本文内容:
前两天在弄flume的正则过滤器,因为日志截取原因,自定义写了一个。今天就说一下官方的正则过滤器。
官方的正则过滤器用来过滤被正则匹配的日志。
1.excludeEvents属性
当 excludeEvents 属性值为 true 则把正则匹配到的日志 过滤掉,不读取到channel,通过sink 进行输出。
当 excludeEvents 属性值为 false 则把正则没有匹配到的日志 过滤掉,将正则匹配到的日志信息读取到channel,通过sink 进行输出。
excludeEvents 默认值为false 。
注意:flume的正则过滤是过滤整条日志信息,不会将日志信息通过正则匹配进行截取。
2.案例
案例目的,过滤日志信息;
过滤前日志信息:
2017-01-06T11:32:48: Debug: D-UNK-000-000: Rules file processing took 332 usec.

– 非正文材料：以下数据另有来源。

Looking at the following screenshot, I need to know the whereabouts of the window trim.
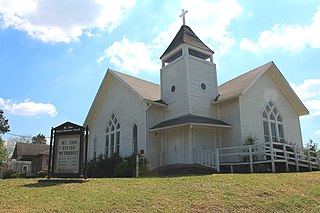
[104,113,121,158]
[261,100,285,143]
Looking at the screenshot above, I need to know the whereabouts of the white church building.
[84,25,319,171]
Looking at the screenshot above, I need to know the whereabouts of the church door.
[167,130,183,164]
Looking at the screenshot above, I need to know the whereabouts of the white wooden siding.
[147,105,164,156]
[240,73,302,146]
[218,98,242,147]
[89,77,146,158]
[161,56,189,119]
[187,56,217,117]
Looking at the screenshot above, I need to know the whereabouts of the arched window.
[132,124,138,154]
[93,138,97,159]
[105,114,120,157]
[262,101,285,143]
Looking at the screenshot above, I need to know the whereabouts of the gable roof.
[109,70,160,101]
[160,25,214,59]
[216,61,309,116]
[149,114,232,131]
[218,62,273,100]
[84,69,167,125]
[12,143,49,160]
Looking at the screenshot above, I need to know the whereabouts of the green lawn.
[0,172,320,212]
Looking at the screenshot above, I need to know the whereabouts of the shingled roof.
[110,70,160,103]
[218,61,273,100]
[150,114,232,131]
[160,25,214,59]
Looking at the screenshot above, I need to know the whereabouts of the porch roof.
[149,114,232,131]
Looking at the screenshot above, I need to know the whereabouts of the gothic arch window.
[262,100,285,143]
[132,124,138,154]
[105,113,120,157]
[93,137,97,159]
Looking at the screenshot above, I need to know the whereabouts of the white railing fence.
[136,142,320,174]
[195,149,216,168]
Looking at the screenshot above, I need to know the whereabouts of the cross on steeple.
[179,9,188,25]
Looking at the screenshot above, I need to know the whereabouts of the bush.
[87,154,123,178]
[37,169,48,178]
[2,169,26,179]
[114,154,136,177]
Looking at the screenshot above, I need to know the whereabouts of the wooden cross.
[179,9,188,25]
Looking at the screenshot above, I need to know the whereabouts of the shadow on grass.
[21,179,88,188]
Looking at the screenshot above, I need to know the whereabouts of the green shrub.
[37,169,48,178]
[2,169,26,179]
[87,154,122,178]
[114,154,136,177]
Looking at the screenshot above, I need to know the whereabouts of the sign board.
[48,122,88,178]
[54,135,80,174]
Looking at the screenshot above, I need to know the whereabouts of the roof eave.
[143,98,168,107]
[149,122,232,132]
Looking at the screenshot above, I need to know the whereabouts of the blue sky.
[0,0,320,143]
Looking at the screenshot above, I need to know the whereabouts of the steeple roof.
[160,25,214,59]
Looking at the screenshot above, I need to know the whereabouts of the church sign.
[48,122,88,178]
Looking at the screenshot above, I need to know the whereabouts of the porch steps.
[152,164,217,177]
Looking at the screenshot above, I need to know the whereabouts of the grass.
[0,172,320,212]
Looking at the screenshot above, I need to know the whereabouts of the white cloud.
[0,98,58,117]
[240,38,259,52]
[290,79,320,117]
[97,37,160,74]
[0,0,135,42]
[97,0,241,73]
[304,100,320,117]
[290,79,320,100]
[313,129,320,135]
[240,6,320,53]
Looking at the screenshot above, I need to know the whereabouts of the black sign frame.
[48,121,89,179]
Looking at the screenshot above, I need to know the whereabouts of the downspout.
[145,103,152,156]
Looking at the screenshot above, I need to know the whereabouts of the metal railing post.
[216,149,220,173]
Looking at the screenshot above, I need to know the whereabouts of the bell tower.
[160,10,218,119]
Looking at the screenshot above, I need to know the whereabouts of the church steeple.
[160,11,218,119]
[160,25,214,66]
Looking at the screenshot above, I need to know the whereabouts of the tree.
[31,133,47,144]
[0,109,10,169]
[0,109,10,137]
[0,138,7,169]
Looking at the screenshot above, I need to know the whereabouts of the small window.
[200,83,207,91]
[171,85,176,93]
[22,165,28,172]
[165,49,182,64]
[188,49,210,60]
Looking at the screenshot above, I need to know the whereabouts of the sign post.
[48,122,88,179]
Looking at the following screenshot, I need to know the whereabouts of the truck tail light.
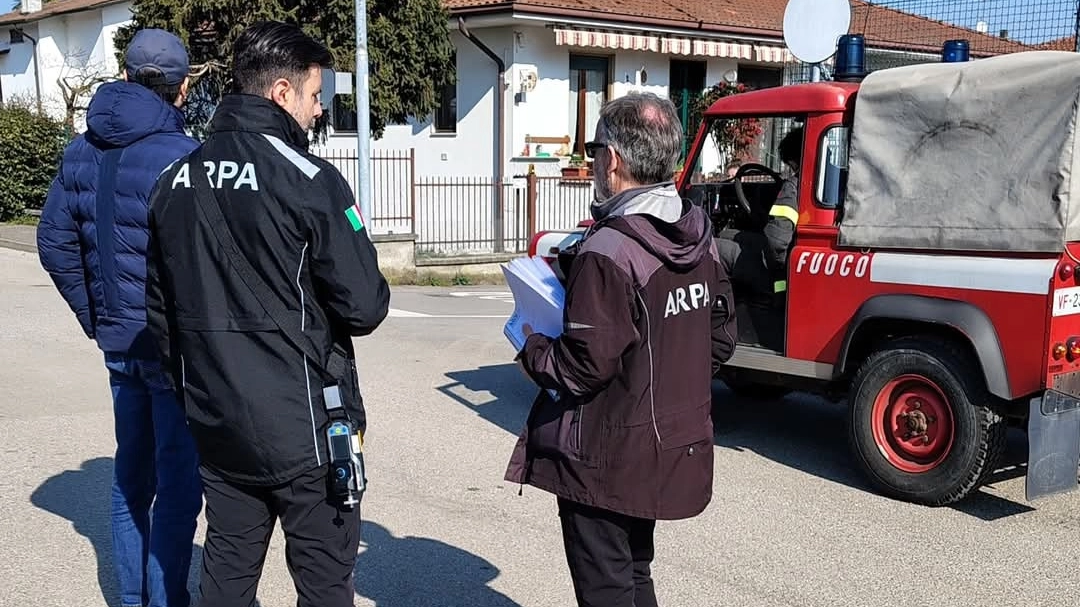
[1065,337,1080,361]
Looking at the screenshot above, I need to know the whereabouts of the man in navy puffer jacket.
[38,29,202,607]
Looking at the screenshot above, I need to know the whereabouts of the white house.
[311,0,1025,181]
[0,0,131,129]
[0,0,1027,251]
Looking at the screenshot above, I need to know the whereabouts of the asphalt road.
[0,249,1080,607]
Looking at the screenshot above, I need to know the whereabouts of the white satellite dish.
[784,0,851,64]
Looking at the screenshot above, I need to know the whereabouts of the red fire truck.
[530,37,1080,505]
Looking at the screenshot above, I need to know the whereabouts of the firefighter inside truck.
[689,120,804,352]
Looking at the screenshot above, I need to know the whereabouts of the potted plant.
[698,81,764,163]
[563,153,592,179]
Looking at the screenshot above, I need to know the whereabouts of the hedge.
[0,103,69,221]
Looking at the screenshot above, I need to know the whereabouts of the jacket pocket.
[657,403,713,455]
[528,394,596,464]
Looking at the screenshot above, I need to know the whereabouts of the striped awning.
[555,28,660,53]
[554,28,795,64]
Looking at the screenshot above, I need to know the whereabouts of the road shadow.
[713,381,1035,521]
[355,521,521,607]
[30,457,202,605]
[437,363,539,435]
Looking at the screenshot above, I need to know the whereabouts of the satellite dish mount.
[784,0,865,80]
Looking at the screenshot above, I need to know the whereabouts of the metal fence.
[784,0,1080,83]
[316,148,593,256]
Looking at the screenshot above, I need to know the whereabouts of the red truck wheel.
[848,337,1007,505]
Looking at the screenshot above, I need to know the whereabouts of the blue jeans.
[105,353,202,607]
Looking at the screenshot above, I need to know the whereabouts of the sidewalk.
[0,225,38,253]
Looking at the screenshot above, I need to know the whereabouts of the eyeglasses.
[585,141,610,159]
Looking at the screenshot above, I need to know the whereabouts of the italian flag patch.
[345,203,364,232]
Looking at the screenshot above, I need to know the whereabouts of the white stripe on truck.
[870,253,1058,295]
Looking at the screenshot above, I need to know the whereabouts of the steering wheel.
[734,162,784,216]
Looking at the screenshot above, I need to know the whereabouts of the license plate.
[1054,286,1080,316]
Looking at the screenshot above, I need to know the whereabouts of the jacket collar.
[210,93,310,150]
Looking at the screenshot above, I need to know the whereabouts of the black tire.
[848,337,1008,505]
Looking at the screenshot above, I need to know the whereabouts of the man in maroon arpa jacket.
[505,93,738,607]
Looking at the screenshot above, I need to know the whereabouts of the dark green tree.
[116,0,457,138]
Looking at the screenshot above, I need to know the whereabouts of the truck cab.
[530,40,1080,505]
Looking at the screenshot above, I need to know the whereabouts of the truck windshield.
[684,117,801,184]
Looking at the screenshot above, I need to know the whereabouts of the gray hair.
[599,93,683,185]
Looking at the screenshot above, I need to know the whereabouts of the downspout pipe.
[458,17,507,253]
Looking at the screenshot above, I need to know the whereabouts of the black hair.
[127,67,183,105]
[232,22,334,96]
[777,126,802,164]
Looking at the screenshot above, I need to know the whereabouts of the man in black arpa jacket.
[147,23,390,607]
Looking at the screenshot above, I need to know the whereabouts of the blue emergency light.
[833,33,866,82]
[942,40,968,64]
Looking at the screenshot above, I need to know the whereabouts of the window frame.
[566,52,616,158]
[431,51,460,137]
[813,122,851,211]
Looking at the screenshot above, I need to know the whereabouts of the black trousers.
[558,498,657,607]
[199,460,360,607]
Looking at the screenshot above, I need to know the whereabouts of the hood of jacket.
[210,93,311,150]
[592,181,712,269]
[86,81,184,147]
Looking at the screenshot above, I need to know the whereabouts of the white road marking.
[449,291,514,304]
[387,308,509,319]
[387,308,431,319]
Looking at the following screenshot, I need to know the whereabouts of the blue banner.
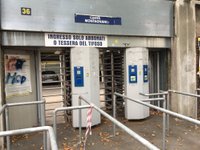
[75,14,122,25]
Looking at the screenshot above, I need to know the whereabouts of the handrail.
[53,105,91,142]
[168,90,200,98]
[139,91,168,96]
[79,96,159,150]
[115,93,200,125]
[0,126,58,150]
[114,93,200,149]
[0,101,46,150]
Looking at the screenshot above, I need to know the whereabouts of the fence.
[0,101,47,150]
[0,126,58,150]
[115,93,200,150]
[79,96,159,150]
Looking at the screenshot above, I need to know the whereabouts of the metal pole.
[5,108,10,150]
[53,105,91,142]
[6,101,44,107]
[165,92,170,133]
[78,97,82,143]
[115,93,200,125]
[157,52,161,107]
[163,95,166,150]
[80,96,159,150]
[113,94,116,136]
[0,126,58,150]
[40,100,47,150]
[45,131,51,150]
[168,90,200,98]
[139,91,168,96]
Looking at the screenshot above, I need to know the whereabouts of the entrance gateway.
[41,33,170,127]
[0,34,169,129]
[1,0,173,128]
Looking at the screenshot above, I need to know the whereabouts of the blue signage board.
[75,14,122,25]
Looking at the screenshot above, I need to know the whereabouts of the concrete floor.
[12,111,200,150]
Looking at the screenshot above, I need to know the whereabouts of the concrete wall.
[171,0,197,118]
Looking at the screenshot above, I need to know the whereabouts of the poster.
[45,33,108,47]
[4,54,32,98]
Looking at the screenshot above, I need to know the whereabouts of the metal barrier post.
[5,107,10,150]
[0,126,58,150]
[80,96,159,150]
[113,94,116,136]
[163,95,166,150]
[40,101,48,150]
[78,97,82,143]
[165,92,170,134]
[0,101,45,150]
[53,105,91,144]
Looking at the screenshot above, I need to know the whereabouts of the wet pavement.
[12,111,200,150]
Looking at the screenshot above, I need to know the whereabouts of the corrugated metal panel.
[1,0,173,37]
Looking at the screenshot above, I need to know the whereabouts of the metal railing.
[53,105,91,143]
[115,93,200,150]
[79,96,159,150]
[168,89,200,119]
[0,126,58,150]
[0,101,46,150]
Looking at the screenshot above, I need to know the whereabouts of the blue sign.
[75,14,122,25]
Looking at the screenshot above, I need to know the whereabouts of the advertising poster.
[45,33,108,47]
[4,54,32,97]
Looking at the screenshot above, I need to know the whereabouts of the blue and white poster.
[75,14,122,25]
[45,33,108,47]
[4,54,32,97]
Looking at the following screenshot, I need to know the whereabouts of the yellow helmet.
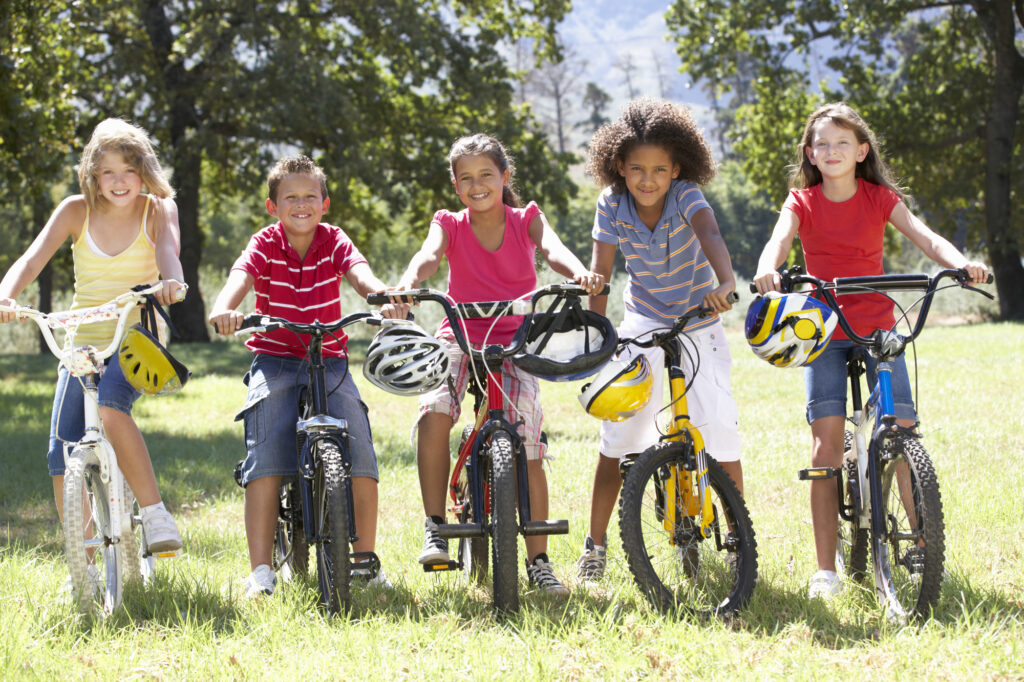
[118,325,191,395]
[578,355,653,422]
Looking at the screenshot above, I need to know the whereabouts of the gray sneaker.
[420,516,452,563]
[526,552,569,596]
[577,536,607,583]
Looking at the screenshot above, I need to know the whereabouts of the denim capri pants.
[804,339,918,424]
[234,353,378,485]
[46,355,140,476]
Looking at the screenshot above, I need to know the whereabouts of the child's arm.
[153,199,185,305]
[889,202,988,284]
[529,213,605,295]
[208,270,256,336]
[754,209,800,294]
[589,240,618,315]
[395,222,447,291]
[0,197,85,323]
[691,208,736,312]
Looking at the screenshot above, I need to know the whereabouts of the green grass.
[0,323,1024,679]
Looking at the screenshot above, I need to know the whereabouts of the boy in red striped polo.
[210,157,398,597]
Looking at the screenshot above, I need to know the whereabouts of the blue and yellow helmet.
[744,292,837,367]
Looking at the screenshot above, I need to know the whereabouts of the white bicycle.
[0,284,184,613]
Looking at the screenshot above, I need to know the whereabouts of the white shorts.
[601,310,740,462]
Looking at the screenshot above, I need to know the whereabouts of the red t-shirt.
[782,178,900,339]
[432,202,541,344]
[231,222,367,357]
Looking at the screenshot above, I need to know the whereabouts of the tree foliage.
[667,0,1024,318]
[54,0,571,340]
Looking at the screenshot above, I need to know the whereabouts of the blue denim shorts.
[804,339,918,424]
[234,353,378,485]
[46,355,140,476]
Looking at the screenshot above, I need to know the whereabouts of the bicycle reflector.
[118,325,191,395]
[744,292,837,367]
[578,354,654,422]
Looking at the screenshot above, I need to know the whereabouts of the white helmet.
[362,321,449,395]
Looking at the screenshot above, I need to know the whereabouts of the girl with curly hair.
[577,98,742,583]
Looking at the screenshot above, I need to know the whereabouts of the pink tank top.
[433,202,541,345]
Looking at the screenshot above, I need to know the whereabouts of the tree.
[667,0,1024,319]
[72,0,567,340]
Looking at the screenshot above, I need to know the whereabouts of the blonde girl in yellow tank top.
[0,119,183,551]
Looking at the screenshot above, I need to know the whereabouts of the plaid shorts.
[420,334,546,460]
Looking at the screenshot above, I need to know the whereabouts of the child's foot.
[246,563,278,599]
[420,516,452,563]
[577,536,607,583]
[808,570,843,601]
[139,502,181,554]
[526,552,569,596]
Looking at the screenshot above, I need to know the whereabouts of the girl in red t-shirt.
[754,102,988,599]
[396,134,604,594]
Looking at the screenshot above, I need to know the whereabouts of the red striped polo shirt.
[231,222,367,357]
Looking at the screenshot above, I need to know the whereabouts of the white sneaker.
[808,570,843,601]
[140,508,181,554]
[246,563,278,599]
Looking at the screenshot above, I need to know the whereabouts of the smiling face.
[266,173,331,244]
[96,152,142,208]
[804,119,870,180]
[452,154,509,213]
[618,144,679,227]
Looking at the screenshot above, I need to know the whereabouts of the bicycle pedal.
[799,467,843,480]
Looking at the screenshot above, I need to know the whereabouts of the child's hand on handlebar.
[208,310,245,336]
[572,270,604,296]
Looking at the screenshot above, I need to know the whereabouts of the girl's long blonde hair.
[75,119,174,208]
[790,101,907,201]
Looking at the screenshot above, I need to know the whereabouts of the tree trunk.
[985,0,1024,319]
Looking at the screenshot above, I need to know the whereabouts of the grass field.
[0,313,1024,680]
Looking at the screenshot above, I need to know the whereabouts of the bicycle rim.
[618,442,757,616]
[872,435,945,620]
[63,447,123,613]
[313,440,352,613]
[487,430,519,613]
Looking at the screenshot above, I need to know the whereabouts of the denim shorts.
[46,356,140,476]
[804,339,918,424]
[234,353,378,485]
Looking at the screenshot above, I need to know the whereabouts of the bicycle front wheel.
[63,446,124,613]
[313,440,352,613]
[487,430,519,613]
[618,441,758,616]
[871,435,945,617]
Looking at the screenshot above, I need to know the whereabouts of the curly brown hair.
[587,97,715,195]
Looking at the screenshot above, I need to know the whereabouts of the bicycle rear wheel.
[487,430,519,613]
[618,442,758,616]
[272,481,309,583]
[871,435,945,617]
[63,446,124,613]
[836,431,868,583]
[313,440,352,613]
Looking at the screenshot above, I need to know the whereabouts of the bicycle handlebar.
[751,265,995,346]
[367,282,610,357]
[618,291,739,348]
[0,283,187,369]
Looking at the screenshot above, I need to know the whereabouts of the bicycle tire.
[456,424,490,585]
[872,434,945,619]
[313,440,352,614]
[836,431,870,583]
[487,429,519,614]
[618,441,758,617]
[63,446,124,613]
[272,481,309,583]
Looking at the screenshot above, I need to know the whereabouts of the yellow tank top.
[71,197,160,348]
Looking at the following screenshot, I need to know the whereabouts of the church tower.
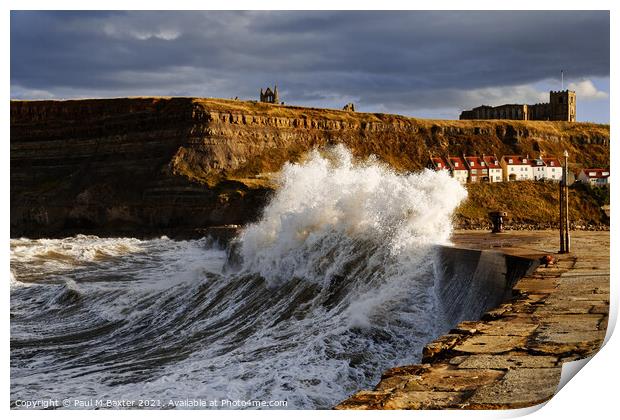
[549,90,577,122]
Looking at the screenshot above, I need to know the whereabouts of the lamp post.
[562,150,570,252]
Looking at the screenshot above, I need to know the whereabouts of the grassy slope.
[456,181,609,225]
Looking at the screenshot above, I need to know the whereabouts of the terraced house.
[500,155,534,181]
[482,155,504,182]
[448,156,469,184]
[577,168,609,187]
[463,156,489,183]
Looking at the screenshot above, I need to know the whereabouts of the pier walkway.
[335,231,610,409]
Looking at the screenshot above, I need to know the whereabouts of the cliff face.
[11,98,609,237]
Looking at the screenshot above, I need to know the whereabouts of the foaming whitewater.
[11,147,466,408]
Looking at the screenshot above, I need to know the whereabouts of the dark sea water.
[10,148,465,409]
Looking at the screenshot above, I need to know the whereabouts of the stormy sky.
[11,11,610,123]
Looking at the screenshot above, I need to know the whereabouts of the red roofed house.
[500,155,534,181]
[542,157,570,181]
[482,155,503,182]
[448,156,469,184]
[463,156,489,183]
[530,156,547,181]
[427,156,450,171]
[577,168,609,187]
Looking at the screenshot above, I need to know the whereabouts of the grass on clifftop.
[456,181,609,225]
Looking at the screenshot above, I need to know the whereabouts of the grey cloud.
[11,11,609,119]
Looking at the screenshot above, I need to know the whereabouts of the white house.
[448,156,469,184]
[500,155,534,181]
[428,156,450,171]
[530,156,547,181]
[482,155,503,182]
[577,168,609,187]
[463,156,489,183]
[543,157,572,181]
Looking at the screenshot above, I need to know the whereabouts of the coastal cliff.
[10,98,609,237]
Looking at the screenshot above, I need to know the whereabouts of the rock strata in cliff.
[11,98,609,237]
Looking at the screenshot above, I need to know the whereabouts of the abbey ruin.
[260,85,280,104]
[459,90,577,122]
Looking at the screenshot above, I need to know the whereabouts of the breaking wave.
[11,147,466,408]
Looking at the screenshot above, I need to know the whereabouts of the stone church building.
[260,85,280,104]
[459,90,577,122]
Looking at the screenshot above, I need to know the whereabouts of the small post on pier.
[559,176,565,254]
[562,150,570,252]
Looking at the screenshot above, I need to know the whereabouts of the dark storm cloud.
[11,11,609,118]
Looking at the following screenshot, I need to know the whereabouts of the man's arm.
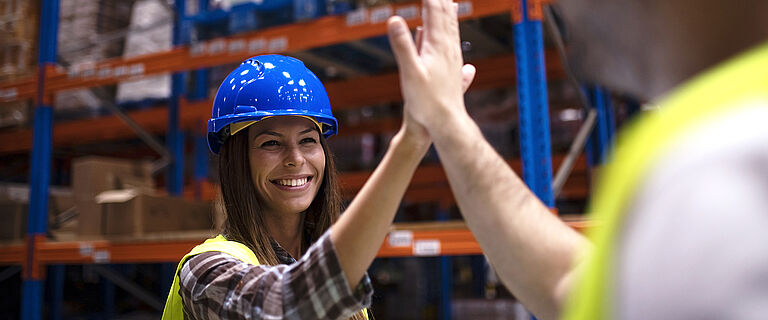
[388,0,588,319]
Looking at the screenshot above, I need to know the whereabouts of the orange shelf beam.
[0,51,565,154]
[46,0,512,92]
[0,0,551,102]
[0,220,594,265]
[184,155,589,205]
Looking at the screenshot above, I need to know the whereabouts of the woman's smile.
[270,176,312,191]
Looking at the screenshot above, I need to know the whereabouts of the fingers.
[415,27,424,53]
[461,64,477,93]
[387,16,419,74]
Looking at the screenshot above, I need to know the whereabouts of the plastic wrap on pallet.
[0,0,39,80]
[117,0,173,103]
[53,0,105,114]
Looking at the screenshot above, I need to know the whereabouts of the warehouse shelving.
[0,51,565,153]
[0,0,588,319]
[0,219,594,272]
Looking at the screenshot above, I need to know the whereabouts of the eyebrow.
[253,127,315,139]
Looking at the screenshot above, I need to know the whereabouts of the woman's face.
[248,116,325,218]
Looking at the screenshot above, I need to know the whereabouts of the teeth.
[275,178,309,187]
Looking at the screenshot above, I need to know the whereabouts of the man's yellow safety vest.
[162,235,368,320]
[563,44,768,320]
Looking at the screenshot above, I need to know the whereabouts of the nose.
[283,146,305,167]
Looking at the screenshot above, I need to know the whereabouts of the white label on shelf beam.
[93,250,109,263]
[114,66,128,77]
[208,39,227,54]
[268,37,288,52]
[388,230,413,247]
[0,88,19,99]
[99,66,112,79]
[67,67,80,78]
[248,38,267,53]
[456,1,472,17]
[128,63,144,76]
[189,42,208,57]
[395,5,419,20]
[371,6,392,23]
[80,68,96,78]
[347,8,368,27]
[79,242,93,257]
[413,239,440,256]
[227,39,245,53]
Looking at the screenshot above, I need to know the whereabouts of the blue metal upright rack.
[512,0,555,208]
[21,0,59,320]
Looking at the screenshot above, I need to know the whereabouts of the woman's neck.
[265,213,304,259]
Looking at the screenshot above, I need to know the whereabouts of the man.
[389,0,768,319]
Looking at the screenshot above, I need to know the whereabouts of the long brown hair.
[214,126,365,320]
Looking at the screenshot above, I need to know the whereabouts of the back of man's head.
[555,0,768,99]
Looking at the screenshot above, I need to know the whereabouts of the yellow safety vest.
[563,43,768,320]
[162,235,368,320]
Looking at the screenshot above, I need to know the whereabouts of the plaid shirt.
[179,232,373,319]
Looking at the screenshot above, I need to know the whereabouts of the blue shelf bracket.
[587,86,616,166]
[512,0,555,208]
[165,0,190,196]
[21,0,59,320]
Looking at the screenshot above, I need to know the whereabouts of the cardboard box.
[97,189,214,236]
[72,157,155,235]
[0,184,74,240]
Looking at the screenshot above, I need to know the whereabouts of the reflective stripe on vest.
[562,44,768,320]
[163,235,259,320]
[162,235,368,320]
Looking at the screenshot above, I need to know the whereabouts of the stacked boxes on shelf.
[72,157,213,238]
[0,0,39,80]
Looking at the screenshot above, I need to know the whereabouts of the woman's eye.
[301,138,317,144]
[261,140,280,148]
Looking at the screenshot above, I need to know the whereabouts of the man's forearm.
[429,109,587,319]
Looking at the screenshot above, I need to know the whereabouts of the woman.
[163,21,474,319]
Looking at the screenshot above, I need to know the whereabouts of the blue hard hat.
[208,54,338,154]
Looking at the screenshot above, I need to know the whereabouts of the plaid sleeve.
[179,232,373,319]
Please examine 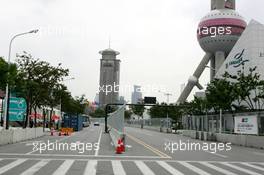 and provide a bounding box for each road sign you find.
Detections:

2017-01-06T11:32:48: Debug: D-UNK-000-000: Flushing events to object servers
2017-01-06T11:32:48: Debug: D-UNK-000-000: 1 buffered alerts
2017-01-06T11:33:18: Debug: D-JPR-000-000: Parsing events: Omegamon_Base;cms_hostname='itmserver';cms_port='37076';integration_type='U';master_reset_flag='';appl_label='';situation_name='disk';situation_type='S';situation_origin='itmserver:LZ';situation_time='01/06/2017 11:33:23.000';situation_status='N';situation_thrunode='TEMS_TEST';situation_fullname='home_disk_error';situation_displayitem='';source='ITM';sub_source='itmserver:LZ';hostname='itmserver';origin='192.168.100.50';adapter_host='itmserver';date='01/06/2017';severity='CRITICAL';msg='itm server home directory > 80%';situation_eventdata='~';END
2017-01-06T11:33:18: Debug: D-UNK-000-000: [Event Processor] EventString: Omegamon_Base;
adapter_host='itmserver';
cms_hostname='itmserver';
situation_type='S';
situation_eventdata='~';
integration_type='U';
situation_displayitem='';
msg='itm server home directory > 80%';
sub_source='itmserver:LZ';
situation_time='01/06/2017 11:33:23.000';
situation_thrunode='TEMS_TEST';
master_reset_flag='';
appl_label='';
hostname='itmserver';
situation_fullname='home_disk_error';
cms_port='37076';
situation_status='N';
source='ITM';
severity='CRITICAL';
situation_origin='itmserver:LZ';
date='01/06/2017';
situation_name='disk';
origin='192.168.100.50';
END
2017-01-06T11:33:18: Debug: D-UNK-000-000: [Event Processor] ClassName: Omegamon_Base
2017-01-06T11:33:18: Debug: D-UNK-000-000: [Event Processor] adapter_host: itmserver
2017-01-06T11:33:18: Debug: D-UNK-000-000: [Event Processor] cms_hostname: itmserver
过滤后日志信息:
2017-01-06T11:33:18: Debug: D-JPR-000-000: Parsing events: Omegamon_Base;cms_hostname='itmserver';cms_port='37076';integration_type='U';master_reset_flag='';appl_label='';situation_name='disk';situation_type='S';situation_origin='itmserver:LZ';situation_time='01/06/2017 11:33:23.000';situation_status='N';situation_thrunode='TEMS_TEST';situation_fullname='home_disk_error';situation_displayitem='';source='ITM';sub_source='itmserver:LZ';hostname='itmserver';origin='192.168.100.50';adapter_host='itmserver';date='01/06/2017';severity='CRITICAL';msg='itm server home directory > 80%';situation_eventdata='~';END
2.1 flume 配置文件
(source 采用 exec ,channel 采用memory,sink 采用 file ,filter采用regex_filter ,因为excludeEvents 默认值为false ,所以没有进行配置)
a1.sources = r1
a1.sinks = k1
a1.channels = c1
# Describe/configure the source
a1.sources.r1.type = exec
a1.sources.r1.shell = /bin/bash -c
a1.sources.r1.channels = c1
a1.sources.r1.command = tail -F /opt/apps/logs/tail4.log
#filter
a1.sources.r1.interceptors=i1
a1.sources.r1.interceptors.i1.type=regex_filter
a1.sources.r1.interceptors.i1.regex=(Parsing events)(.*)(END)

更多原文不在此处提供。